The new provisions provide for a three-month notice period or equivalent payment if notice of non-renewal is not given before a contract expires. This change provides a sensible and reasonable entitlement to staff. A consequential change is also made to section 248 of the act to apply the existing prohibition on re-engaging executives during the period covered by a redundancy payment to the three-month period.

The third main change to the act provides for short-term contract arrangements of up to two years. The current act limits short-term executive contracts to nine months, which means that the only way to deploy key staff to project teams for more than nine months is to provide a longer-term contract. Under the law presently, a contract for more than nine months will override any other employment arrangements where there is a pre-existing five-year executive contract or tenure as a senior officer, with the result that persons who accept such contracts face uncertainty when those contracts expire.

Another effect of the current law is that projects over nine months in duration cannot reasonably be sustained by either a short-term contract or a long-term contract. The amendments overcome these problems without undermining the merit principle. It should be noted that a merit process is still required for all executive contracts longer than nine months.

The fourth change to the act provides for increases in remuneration through contract variations where such an increase is prescribed by the public sector management standards. This amendment modifies an existing prohibition in the act that contract variations cannot be used to increase executive pay. The current prohibition reflects the current 12-point executive pay framework in which a job evaluation methodology sets job levels which, in turn, link to remuneration tribunal determination of matching pay levels. The existing arrangements do not reflect the reality that executive jobs often increase in size and responsibility, whether through organisational changes or the reality that, as executives develop in positions, they often attract new functions.

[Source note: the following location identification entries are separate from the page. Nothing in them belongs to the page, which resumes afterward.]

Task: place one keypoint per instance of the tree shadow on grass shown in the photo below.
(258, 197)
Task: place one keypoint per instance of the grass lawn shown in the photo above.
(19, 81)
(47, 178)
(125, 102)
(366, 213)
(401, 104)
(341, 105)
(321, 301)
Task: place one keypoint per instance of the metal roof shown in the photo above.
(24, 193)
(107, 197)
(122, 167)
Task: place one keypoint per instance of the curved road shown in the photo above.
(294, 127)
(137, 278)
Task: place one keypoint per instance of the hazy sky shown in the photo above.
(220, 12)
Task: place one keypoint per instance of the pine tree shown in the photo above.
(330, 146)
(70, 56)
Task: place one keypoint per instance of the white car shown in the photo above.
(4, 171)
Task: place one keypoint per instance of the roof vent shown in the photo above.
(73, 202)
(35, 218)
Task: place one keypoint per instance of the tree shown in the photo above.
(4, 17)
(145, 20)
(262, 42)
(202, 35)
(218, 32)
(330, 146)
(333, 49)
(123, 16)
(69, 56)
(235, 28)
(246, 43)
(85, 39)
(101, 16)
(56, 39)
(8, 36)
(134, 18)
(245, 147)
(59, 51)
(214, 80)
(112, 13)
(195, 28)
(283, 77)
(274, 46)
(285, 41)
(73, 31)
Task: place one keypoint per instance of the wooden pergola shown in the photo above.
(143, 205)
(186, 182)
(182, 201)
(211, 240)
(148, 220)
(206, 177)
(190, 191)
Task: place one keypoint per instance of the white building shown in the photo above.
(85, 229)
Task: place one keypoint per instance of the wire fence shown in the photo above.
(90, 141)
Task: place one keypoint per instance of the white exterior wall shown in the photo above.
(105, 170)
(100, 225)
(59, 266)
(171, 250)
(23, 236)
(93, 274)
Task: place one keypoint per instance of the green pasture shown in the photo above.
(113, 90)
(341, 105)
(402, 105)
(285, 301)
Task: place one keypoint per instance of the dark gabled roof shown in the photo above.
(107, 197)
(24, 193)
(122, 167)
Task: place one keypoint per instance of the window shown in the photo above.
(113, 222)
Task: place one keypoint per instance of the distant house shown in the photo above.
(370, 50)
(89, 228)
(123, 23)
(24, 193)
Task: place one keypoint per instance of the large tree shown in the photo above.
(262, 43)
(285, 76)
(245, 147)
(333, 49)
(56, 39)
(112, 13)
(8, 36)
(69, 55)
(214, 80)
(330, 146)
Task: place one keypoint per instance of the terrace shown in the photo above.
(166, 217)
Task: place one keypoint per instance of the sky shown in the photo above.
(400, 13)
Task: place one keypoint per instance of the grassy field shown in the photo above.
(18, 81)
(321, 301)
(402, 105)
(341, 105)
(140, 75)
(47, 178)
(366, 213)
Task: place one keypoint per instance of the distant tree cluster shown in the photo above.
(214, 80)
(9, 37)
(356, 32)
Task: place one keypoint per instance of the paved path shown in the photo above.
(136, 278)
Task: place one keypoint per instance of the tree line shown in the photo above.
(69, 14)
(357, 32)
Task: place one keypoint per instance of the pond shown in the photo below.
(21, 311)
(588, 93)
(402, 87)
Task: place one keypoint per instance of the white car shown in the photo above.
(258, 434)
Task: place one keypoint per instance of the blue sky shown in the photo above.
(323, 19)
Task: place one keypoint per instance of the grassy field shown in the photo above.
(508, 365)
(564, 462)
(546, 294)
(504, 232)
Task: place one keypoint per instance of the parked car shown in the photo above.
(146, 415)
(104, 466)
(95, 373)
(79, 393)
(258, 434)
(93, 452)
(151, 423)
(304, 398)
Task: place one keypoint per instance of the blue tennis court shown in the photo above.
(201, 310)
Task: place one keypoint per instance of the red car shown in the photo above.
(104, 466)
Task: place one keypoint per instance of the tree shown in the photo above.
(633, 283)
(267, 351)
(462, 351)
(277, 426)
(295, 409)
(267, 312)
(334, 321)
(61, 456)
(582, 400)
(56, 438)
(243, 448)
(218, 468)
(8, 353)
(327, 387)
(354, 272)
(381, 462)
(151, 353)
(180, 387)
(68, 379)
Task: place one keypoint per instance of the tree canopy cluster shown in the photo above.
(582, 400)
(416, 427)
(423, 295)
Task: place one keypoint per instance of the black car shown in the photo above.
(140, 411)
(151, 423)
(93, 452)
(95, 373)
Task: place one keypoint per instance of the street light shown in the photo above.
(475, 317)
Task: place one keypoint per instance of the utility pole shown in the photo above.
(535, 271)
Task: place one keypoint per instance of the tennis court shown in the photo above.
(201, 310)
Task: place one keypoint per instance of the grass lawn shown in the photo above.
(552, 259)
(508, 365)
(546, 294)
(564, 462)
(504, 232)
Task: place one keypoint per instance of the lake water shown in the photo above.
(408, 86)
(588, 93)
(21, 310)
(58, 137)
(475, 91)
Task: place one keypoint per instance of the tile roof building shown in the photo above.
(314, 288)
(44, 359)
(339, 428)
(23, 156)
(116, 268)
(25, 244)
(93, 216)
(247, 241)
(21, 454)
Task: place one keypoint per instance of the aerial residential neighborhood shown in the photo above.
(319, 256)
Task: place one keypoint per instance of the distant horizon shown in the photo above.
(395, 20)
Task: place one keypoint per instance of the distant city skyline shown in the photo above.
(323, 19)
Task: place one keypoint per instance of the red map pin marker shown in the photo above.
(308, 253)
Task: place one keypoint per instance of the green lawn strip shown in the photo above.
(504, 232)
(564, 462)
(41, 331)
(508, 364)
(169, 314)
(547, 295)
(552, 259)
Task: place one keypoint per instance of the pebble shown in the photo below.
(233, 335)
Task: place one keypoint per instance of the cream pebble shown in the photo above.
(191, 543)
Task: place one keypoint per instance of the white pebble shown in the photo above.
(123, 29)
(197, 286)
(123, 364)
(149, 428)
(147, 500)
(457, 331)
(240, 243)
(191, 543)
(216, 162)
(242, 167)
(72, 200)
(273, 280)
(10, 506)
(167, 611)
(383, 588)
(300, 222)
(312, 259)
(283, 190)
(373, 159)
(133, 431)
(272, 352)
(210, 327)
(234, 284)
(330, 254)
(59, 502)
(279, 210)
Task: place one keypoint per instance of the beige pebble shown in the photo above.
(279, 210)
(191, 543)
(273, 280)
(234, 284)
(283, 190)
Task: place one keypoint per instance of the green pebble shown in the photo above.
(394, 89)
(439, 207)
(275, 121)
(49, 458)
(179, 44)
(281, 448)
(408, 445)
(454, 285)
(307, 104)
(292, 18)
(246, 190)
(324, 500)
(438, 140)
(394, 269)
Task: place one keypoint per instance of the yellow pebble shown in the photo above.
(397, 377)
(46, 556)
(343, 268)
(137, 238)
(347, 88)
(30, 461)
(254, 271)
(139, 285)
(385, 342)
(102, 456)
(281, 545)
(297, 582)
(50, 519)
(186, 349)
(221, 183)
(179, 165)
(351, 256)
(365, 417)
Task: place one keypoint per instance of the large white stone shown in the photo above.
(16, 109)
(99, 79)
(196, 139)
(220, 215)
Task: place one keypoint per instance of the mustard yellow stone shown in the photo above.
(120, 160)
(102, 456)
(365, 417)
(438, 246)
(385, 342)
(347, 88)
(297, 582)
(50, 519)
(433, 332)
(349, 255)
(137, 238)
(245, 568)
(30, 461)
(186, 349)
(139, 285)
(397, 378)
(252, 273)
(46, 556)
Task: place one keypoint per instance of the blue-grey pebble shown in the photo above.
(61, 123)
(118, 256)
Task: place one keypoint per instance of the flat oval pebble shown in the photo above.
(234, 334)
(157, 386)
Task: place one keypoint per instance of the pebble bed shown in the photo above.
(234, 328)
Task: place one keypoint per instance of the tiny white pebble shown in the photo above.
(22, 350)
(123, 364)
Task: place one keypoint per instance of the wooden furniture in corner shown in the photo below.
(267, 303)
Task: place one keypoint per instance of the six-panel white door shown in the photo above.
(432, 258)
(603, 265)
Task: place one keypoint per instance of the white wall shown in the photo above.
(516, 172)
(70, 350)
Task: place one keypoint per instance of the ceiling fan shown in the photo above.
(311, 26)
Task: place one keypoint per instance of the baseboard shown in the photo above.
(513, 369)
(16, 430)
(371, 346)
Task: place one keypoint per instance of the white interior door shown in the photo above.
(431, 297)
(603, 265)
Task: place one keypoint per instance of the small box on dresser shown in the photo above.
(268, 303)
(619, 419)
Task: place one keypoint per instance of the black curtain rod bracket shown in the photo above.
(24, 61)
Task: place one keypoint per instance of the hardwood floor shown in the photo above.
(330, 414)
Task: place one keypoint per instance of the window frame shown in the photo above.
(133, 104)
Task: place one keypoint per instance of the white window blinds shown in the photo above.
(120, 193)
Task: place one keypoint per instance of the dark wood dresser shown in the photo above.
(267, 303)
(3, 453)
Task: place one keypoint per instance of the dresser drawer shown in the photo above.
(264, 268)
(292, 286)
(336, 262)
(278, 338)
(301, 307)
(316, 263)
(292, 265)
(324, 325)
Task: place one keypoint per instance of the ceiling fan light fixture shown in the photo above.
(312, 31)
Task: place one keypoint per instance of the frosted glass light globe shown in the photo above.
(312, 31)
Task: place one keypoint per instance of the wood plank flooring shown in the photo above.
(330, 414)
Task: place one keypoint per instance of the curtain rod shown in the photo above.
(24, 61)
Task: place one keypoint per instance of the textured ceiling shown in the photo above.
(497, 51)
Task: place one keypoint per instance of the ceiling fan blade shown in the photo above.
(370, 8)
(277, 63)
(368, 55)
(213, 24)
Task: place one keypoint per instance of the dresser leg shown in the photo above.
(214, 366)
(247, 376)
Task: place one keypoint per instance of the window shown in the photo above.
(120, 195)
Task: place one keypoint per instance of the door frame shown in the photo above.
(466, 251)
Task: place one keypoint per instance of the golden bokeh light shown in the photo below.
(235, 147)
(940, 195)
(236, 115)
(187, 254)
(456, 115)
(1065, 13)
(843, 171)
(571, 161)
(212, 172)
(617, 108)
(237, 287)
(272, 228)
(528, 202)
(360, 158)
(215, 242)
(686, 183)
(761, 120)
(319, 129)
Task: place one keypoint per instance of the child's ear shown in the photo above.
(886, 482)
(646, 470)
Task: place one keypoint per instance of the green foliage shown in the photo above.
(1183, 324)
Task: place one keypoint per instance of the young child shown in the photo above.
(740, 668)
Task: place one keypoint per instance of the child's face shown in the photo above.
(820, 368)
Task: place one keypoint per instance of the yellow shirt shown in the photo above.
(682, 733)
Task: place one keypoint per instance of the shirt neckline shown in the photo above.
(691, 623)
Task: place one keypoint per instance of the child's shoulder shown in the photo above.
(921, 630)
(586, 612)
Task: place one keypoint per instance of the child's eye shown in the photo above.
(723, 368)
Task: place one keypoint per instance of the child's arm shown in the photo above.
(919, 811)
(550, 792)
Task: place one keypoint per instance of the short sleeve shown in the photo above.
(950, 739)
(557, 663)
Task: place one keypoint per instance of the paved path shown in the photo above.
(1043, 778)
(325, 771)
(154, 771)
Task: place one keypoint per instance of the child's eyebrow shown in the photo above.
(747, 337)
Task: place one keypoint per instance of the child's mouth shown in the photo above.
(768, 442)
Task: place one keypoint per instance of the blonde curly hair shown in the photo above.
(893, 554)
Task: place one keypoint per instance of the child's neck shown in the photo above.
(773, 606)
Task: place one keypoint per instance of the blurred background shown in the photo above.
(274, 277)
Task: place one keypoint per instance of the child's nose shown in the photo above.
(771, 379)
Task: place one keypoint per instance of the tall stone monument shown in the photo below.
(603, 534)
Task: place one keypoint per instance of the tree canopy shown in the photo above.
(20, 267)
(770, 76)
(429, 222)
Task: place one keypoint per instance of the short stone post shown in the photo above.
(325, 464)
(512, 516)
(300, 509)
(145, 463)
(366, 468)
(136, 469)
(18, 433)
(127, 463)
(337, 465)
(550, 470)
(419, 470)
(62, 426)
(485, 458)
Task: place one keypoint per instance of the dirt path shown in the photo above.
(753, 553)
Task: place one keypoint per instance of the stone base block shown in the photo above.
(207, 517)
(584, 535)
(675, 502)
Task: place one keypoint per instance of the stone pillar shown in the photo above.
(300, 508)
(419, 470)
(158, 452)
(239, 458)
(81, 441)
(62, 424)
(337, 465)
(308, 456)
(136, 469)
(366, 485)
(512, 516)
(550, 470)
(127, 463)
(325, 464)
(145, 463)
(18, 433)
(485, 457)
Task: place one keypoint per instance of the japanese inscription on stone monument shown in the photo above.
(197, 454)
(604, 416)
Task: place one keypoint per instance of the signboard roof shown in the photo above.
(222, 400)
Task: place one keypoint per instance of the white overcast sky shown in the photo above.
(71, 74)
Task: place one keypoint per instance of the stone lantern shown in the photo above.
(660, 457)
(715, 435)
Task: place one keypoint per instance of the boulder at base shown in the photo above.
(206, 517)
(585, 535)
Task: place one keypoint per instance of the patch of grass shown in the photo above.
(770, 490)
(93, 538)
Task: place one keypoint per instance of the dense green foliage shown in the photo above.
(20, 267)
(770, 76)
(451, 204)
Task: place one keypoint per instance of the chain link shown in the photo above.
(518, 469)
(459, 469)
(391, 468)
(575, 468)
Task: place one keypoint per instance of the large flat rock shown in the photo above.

The new arrangement balances the importance of maintaining a consistent, service-wide pay structure for executives with the need to reflect increased responsibilities with pay increases. Clearly, there should be brakes on such increases. Limits on permissible increases will be provided through the public sector management standards. The standards will make sure pay increases are supported by a job evaluation and will place ceilings on pay progressions that are not the result of a merit process. Instead, they will permit a form of incremental advancement within the first two executive pay zones and a maximum increase of two pay points in the upper pay zone. This approach balances sensible and fair management arrangements with the need to maintain a merit-based executive service with a consistent service-wide pay framework.